Casou duas vezes. Primeiro com D. Maria de Meneses, irmã do senhor de Aveiras (na descendência, serão condes), de quem teve quatro filhos: dois deles combateram em Alcácer Quibir com D. Sebastião. Viúvo, D. Manuel de Portugal casou-se uma segunda vez, com D. Margarida de Mendonça Côrte-Real, nascendo uma quinta filha, a herdeira do Outeiro – D. Joana de Mendonça Côrte-Real.
Os biógrafos não são consensuais no que respeita à posição da família frente às pretensões de Castela, mas sabe-se que foi excluída de um perdão geral concedido por Filipe II de Espanha. À cabeça dos excluídos, surgiam os nomes de D. Manuel e do irmão, D. João, bispo da Guarda.[1]
Como aconteceu com a maioria das grandes famílias da nobreza portuguesa, depois de 1580 acabaram por aceitar um Rei de Espanha, vencidas ou convencidas…
Talvez a faceta mais original de D. Manuel de Portugal tenha sido a veia poética.

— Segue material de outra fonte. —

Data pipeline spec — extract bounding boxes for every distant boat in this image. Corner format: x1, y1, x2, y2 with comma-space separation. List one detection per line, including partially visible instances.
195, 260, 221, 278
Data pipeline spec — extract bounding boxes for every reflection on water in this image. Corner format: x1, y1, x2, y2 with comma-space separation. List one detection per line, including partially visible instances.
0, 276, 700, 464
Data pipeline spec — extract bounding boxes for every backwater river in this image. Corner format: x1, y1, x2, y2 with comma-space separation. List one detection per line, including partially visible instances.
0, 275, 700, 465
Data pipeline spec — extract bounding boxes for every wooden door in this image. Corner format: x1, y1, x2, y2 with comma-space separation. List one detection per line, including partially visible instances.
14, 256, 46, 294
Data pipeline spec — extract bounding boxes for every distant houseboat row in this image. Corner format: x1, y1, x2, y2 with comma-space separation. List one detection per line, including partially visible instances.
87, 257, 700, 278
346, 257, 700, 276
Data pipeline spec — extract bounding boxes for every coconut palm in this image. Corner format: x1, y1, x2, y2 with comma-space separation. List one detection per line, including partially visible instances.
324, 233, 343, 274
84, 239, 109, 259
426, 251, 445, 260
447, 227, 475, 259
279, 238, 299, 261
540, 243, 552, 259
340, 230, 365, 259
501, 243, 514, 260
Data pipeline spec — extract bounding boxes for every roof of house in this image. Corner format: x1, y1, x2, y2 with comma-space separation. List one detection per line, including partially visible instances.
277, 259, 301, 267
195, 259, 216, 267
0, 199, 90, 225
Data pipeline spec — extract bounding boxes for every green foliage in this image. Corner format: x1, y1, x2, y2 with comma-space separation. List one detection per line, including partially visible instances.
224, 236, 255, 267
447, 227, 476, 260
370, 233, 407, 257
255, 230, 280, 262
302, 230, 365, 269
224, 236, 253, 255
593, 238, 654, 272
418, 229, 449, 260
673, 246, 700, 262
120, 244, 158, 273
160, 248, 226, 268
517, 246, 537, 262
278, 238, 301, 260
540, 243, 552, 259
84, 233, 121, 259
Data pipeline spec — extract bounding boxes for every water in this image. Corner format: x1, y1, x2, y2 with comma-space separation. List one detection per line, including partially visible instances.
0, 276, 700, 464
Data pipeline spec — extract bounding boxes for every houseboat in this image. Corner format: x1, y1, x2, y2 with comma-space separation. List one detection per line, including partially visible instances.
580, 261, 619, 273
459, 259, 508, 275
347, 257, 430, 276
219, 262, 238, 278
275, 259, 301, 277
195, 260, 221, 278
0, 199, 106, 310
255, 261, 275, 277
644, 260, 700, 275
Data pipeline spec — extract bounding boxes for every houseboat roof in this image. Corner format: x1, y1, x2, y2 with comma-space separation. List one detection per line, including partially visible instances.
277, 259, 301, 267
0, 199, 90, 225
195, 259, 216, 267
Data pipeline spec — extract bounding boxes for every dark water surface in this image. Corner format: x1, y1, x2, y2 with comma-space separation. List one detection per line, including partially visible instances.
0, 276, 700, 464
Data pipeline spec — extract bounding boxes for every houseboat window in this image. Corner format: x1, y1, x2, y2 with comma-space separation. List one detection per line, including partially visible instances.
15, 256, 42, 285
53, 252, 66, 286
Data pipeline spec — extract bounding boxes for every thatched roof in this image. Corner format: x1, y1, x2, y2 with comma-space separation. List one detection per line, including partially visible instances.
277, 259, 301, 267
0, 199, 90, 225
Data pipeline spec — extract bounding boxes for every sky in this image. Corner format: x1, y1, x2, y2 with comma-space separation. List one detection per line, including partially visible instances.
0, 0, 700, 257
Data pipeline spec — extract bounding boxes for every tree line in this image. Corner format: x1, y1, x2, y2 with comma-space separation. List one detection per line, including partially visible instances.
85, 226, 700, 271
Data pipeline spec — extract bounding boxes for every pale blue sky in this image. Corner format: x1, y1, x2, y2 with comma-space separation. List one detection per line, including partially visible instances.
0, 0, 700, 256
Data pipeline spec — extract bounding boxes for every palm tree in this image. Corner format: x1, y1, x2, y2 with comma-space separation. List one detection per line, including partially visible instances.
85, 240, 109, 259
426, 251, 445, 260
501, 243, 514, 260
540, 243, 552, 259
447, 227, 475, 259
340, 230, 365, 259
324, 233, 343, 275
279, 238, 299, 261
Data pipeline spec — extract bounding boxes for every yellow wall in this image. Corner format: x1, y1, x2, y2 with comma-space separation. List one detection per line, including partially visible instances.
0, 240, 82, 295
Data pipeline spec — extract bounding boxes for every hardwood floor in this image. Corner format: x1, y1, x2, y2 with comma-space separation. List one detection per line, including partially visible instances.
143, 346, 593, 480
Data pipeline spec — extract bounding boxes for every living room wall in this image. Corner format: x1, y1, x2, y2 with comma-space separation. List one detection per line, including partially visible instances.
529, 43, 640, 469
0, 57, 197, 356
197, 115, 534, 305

Se o seu círculo foi o da nobreza de corte, foi também o da cultura e dos poetas, logo no meio familiar – o pai, o conde de Vimioso, mas também o cunhado, Jerónimo Côrte-Real. Mas outros, dos mais conhecidos, como Luís de Camões, Francisco Sá de Miranda, Pedro de Andrade Caminha ou André Falcão de Resende, dedicaram-lhe versos e enalteceram os seus dotes literários.
O amor profano e o amor divino foram as suas grandes inspirações, cantadas no «culto verso», à maneira italiana do Renascimento, na forma e nos temas. O seu Outeiro, a sua casa, em Belém, certamente que terá sido o espaço privilegiado da criação literária. Os poemas do amor profano nunca foram impressos, ficaram registados em cancioneiros manuscritos (coleções de vários autores), o que não era invulgar, na época.
Já a poesia de sensibilidade religiosa, mística, D. Manuel publicou-a em 1605, um ano antes de morrer.
O pendor espiritual e contemplativo acompanhou-o sempre. Logo em 1556, financiou a construção de um pequeno convento em Vale de Figueira, Santarém, para os Franciscanos Arrábidos. Em 1574, escreveu um «Tratado da Oração» (recentemente reeditado). Na sua casa nobre de Belém, havia um oratório – ou capela –, onde se casou, por exemplo, a quinta filha, Joana com o seu primo-direito, Nuno Álvares de Portugal.
D. Manuel morreu com mais de 80 anos, no dia 26 de fevereiro de 1606, em Lisboa. Com a sua cultura, erudição e estatuto social, é verosímil pensar que a sua casa em Belém seria muito requintada, rodeada de jardins igualmente cuidados, preenchidos com alecrim, boninas, ciprestes, cravos, laranjeiras, limoeiros, loendros, loureiros, madressilva, murta, rosas, viburnos.
[1] Luís F. de Sá Fardilha «Poesia de D. Manoel de Portugal». Revista da Faculdade de Letras. Porto: Instituto de Cultura Portuguesa; Faculdade de Letras do Porto, 1991.